Man with umbrella in rain weather

Doesn’t it make you want a drink?

When Mars sent Jeremy Clarkson a case of Snickers with the words “you’re not you when you’re hungry” last month, they didn’t just score a PR coup. They raised an interesting theoretical question: could a Snickers bar ever produce a calming effect potent enough to mollify a marauding Clarkson?

No, I’m not suggesting Mars starts lacing its chocolate bars with tranquilisers. A growing body of research is suggesting ways in which brands can use the senses (taste, texture, smell, even the crinkling sound of a wrapper…) to elicit certain emotional responses from consumers.

It’s not as barmy as it sounds. “We’re looking at ways of linking sensory attributes to emotions,” says Amirah Ashouri, senior sensory & consumer scientist at Leatherhead Food Research. “It’s still early days but it is clear certain attributes can trigger memories of life experiences. Aroma, for example, can be a strong trigger for memories. Brands could be using sensory attributes to their advantage.”
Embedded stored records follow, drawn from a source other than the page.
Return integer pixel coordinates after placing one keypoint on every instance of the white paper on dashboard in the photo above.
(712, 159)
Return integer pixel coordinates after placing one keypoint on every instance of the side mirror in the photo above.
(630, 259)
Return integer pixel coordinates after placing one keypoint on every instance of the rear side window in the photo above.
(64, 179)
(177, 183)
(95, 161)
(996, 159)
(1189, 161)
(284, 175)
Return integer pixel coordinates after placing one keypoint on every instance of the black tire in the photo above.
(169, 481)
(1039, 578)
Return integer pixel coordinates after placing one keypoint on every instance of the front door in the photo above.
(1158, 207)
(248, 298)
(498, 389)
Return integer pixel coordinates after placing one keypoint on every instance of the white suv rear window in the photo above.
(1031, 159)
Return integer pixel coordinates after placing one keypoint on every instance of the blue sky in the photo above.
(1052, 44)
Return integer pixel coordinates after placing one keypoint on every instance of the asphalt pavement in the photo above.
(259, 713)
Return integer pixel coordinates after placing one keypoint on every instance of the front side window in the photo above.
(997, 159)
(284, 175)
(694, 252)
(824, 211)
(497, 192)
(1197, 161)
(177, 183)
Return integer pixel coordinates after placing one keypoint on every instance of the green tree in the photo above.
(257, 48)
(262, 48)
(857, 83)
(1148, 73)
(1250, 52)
Indeed, retailers have been piping the smell of baking bread around their stores for years in the belief it creates a comforting environment. This would, theoretically, make shoppers likely to linger for longer and therefore spend more (a few years ago Asda even tried adding the sound of clucking hens to its eggs fixture), so there’s no reason why brands couldn’t be taking similar steps.

To use an example from Ashouri’s presentation at Mintel’s Food & Drink Big Conversation event yesterday, McVitie’s could exploit the senses to elicit the same emotions the brand’s Sweeet ad campaign are trying to rouse. In short, by enhancing smell, texture or other attributes, the brand could help consumers actually feel the ‘cuddles and snuggles’ it talks about in its ads.

I must confess, I wasn’t totally convinced on just how much the senses can be used to alter our perceptions of a product. Until last night’s launch of Talisker’s latest single malt expression, Skye, that is. For the launch, Diageo had clearly been brushing up on the sensory sciences.

They filled the London Canal Museum with the sound of howling winds and rain lashing against windows; they piped in the smell of wood smoke and projected footage of crashing waves onto the walls. The effect was to make the slightly sweet, slightly spicy, slightly salty whisky taste even more comforting, like we were holed up in a Hebridean croft as a storm raged outside.

It also made it rather moreish. And rather calming. Perhaps a crate of Talisker would have been a better present for Clarkson.